Mi trovo, credo, in quel di Bologna, forse perchè il luogo non è certo, anzi è confuso quasi fosse fuori da una coordinata geografica precisa.
Devo sostenere l’esame di maturità, credo classica, sebbene mi sembri di essere in un’aula universitaria di quelle ad emiciclo; al centro la commissione sta esaminando o ha già esaminato e discute della prova di Sabrina (una mia antica compagna di scuola delle elementari), che non è andata come sperava.
Non ricordo con chi mi metto a parlare di me, forse col presidente della commissione, fatto sta che dico: “ho preso 57 alla precedente maturità, ho 110 e lode di laurea, vorrei completare la cosa con 60, in questa occasione” (son vecchio, io uso ancora i sessantesimi).
Credo sia prevista una pausa per il pranzo; mi trovo nella mia stanza (in un college?), forse si avvicina l’orario in cui toccherà a me discutere, anzi essere interrogato; questa parte è confusa… credo di avere superato l’esame e di vedere, da qualche parte, un 60/60.
Mi trovo in un viale, molto ampio, di una città europea e sovietica al contempo: rifletto sul fatto che ho già visto tutto ma, avevo tralasciato (o mi resta) una parte che potrei visitare adesso; cammino in questo viale poi entro in un enorme palazzo, assolutamente sovietico come stile, con scritte a caratteri cubitali.
Dovrebbe essere un museo (anche in sogno non manca mai il caro buon museo); incontro quella che ritengo la biglietteria e scopro che la domenica è chiuso; mi ritrovo a riflettere sul fatto che sebbene chiuso, si possa entrare ed all’interno si possa leggere una scritta a diodi rossi che informa degli orari e della chiusura (che se poi sono in russo come farò mai a leggere? mah, potenza del sogno).
Adesso mi ritrovo a Rimini; potrebbero esserci dei lavori in corso in una strada assai grande, poi da una corriera scendono bambini che entrano in un locale, a mangiare, credo.
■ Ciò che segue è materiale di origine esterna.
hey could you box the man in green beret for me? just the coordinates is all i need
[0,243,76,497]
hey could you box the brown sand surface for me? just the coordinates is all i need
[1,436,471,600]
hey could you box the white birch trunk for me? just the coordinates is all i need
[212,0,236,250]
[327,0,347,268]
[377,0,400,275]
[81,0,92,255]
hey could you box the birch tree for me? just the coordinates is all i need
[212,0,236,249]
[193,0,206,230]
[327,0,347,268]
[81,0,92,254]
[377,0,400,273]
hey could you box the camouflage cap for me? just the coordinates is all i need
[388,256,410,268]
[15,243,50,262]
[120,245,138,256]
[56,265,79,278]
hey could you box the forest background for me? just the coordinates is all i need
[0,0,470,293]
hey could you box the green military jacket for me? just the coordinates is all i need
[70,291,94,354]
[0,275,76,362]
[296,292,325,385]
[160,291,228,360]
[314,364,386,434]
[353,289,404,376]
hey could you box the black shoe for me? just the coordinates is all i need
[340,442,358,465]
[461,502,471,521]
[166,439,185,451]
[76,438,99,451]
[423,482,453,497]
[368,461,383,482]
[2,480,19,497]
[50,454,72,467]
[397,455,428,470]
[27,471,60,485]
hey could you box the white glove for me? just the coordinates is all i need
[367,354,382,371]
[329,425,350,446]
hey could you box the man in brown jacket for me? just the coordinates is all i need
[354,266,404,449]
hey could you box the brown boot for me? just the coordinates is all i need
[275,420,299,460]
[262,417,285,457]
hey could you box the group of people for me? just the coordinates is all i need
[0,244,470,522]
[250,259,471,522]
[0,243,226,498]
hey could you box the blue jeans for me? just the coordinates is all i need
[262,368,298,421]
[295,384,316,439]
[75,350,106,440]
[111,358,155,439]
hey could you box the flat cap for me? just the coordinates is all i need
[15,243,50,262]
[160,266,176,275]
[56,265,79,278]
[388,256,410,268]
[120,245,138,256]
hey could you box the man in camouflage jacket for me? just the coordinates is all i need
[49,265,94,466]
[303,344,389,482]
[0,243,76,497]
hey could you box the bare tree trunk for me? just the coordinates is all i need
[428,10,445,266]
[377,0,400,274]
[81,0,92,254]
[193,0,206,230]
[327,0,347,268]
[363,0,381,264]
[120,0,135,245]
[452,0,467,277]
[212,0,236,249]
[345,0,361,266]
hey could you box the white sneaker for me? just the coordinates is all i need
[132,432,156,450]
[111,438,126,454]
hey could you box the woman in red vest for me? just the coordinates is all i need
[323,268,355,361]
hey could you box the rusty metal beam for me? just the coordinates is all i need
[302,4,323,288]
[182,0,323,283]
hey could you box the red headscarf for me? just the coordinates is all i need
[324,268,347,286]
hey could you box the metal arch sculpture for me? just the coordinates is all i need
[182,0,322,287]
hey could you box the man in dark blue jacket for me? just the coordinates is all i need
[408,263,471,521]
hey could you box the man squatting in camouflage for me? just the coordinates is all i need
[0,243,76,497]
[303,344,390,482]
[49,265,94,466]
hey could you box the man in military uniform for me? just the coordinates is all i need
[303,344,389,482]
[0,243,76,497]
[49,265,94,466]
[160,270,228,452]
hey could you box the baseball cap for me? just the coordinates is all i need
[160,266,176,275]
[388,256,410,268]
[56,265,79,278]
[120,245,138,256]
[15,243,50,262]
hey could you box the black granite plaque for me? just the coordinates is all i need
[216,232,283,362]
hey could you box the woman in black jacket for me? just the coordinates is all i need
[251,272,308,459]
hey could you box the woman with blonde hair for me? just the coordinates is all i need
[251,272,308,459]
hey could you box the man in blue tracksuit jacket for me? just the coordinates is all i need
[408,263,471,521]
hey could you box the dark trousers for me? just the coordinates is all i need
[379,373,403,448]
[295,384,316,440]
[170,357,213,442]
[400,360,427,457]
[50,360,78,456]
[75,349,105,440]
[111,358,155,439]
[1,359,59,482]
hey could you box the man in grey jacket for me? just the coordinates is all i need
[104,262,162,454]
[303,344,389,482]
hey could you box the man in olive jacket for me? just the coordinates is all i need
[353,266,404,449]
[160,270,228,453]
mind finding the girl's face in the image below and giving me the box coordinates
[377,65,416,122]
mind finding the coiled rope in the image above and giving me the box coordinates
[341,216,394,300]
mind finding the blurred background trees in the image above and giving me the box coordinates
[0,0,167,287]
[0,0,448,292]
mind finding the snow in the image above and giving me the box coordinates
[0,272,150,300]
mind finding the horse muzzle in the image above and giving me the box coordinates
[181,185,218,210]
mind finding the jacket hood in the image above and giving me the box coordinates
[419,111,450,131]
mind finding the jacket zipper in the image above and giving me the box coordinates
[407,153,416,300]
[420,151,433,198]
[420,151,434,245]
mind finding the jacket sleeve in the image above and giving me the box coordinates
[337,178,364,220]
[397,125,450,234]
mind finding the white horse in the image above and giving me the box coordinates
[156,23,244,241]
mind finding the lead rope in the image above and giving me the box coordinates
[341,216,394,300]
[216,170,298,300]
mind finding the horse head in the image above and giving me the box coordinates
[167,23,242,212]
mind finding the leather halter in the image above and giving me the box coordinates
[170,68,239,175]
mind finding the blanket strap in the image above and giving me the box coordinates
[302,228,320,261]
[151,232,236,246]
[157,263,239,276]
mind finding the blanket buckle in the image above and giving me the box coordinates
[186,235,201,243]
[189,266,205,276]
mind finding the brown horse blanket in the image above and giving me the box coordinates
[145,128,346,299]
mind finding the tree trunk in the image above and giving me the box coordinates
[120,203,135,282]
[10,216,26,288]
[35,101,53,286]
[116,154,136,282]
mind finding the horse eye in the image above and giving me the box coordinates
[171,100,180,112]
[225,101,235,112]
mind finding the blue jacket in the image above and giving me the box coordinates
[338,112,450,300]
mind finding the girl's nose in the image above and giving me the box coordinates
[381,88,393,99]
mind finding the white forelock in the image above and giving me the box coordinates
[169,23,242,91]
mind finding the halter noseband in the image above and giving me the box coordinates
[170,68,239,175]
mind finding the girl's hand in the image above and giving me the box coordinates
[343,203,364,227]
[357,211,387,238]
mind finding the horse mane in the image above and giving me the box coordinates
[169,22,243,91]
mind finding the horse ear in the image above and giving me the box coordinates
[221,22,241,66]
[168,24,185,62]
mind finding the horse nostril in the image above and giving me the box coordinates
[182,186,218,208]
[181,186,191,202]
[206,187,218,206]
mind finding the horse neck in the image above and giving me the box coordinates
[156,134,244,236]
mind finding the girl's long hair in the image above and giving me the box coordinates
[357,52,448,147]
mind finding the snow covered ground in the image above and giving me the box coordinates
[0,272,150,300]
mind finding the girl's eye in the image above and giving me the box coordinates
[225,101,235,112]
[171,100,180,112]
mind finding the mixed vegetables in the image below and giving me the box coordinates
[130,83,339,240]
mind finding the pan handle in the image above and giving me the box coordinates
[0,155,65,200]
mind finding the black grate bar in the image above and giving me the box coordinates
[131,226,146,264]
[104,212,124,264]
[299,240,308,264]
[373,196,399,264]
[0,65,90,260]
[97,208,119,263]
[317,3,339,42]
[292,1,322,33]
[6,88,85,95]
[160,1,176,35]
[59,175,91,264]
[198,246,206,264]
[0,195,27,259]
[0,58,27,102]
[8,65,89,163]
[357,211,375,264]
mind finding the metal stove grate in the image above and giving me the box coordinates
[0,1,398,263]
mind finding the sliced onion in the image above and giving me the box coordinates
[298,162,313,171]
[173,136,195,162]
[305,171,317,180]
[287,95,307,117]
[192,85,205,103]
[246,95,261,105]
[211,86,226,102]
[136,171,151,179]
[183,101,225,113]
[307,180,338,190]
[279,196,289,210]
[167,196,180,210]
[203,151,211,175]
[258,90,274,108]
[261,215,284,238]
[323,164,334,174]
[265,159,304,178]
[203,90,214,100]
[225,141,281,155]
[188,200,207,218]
Parlo con qualcuno della chiusura? forse qualche collega che non conosco.
Muore mio nonno Angiolino; considero che sia stata una cosa buona perchè così ha finito di soffrire; in questo frangente non piango anche se sono addolorato; penso che col nonno non ho mai avuto una discussione nè un contrasto.
La camera mortuaria o la chiesa è in un complesso edilizio dove si trova, a fianco, anche l’ingresso di un ufficio della polizia municipale, al cui interno riconosco qualche collega, come Piero, mentre altri mi sono ignoti.
Forse cerco di evitare di entrarvi per non dover fornire spiegazioni, tuttavia sento da lontano la voce di Belletti (l’eminenza “rossa” del comando quando ci lavoravo io) che mi dice di prendergli qualcosa in un cassetto o armadio o scaffale di un ufficio a fianco; non ricordo la mia risposta.
Parlo al telefono con l’addetto alle pompe funebri che mi dice: “ci vorrà un po’ di tempo; visto quello di cui è morto dovrà fare un salto di almeno 10 minuti in radiologia”.
Sono in auto con qualcuno, forse anche con la zia Luciana e lì mi viene da piangere a dirotto anche se cerco di trattenermi; fino ad ora c’ero riuscito ma adesso faccio fatica.
Poi sono davanti all’ingresso dell’edificio di prima (chiesa/comando) quando vedo arrivare una sorta di corteo funebre con la bara del nonno; mi avvicino ed entro in chiesa, dando un’occhiata, prima, all’ufficio, cercando di trattenere le lacrime come se non volessi far sapere ai colleghi di questo lutto, anche se vedono in che condizioni sono.
Dentro non so perchè mi piego e sento che i pantaloni, di tessuto marrone (colore che notoriamente io amo poco), forse di lana, sono strappati sul fondoschiena, non scuciti, ma proprio laceri con un buco largo ed ampio; mi preoccupo della figuraccia, ma rimettendomi dritto mi tocco dietro per verificare se il buco si vede e scopro, con un certo sollievo, che la giacca lo copre.
Nell’entrare in chiesa mia zia mi chiede se ho parlato con Liliana (mia cugina), forse dei fiori, io credo di rispondere di no; il feretro intanto si dirige verso il centro ed io piango senza riuscire a trattenermi.
Questo è quanto ho sognato stanotte, 22 ottobre, dopo avere terminato la lettura del libro di Francesco Gallina “De perfectione” e avere amabilmente chiacchierato con Umberto al telefono (come di sera non mi accade mai).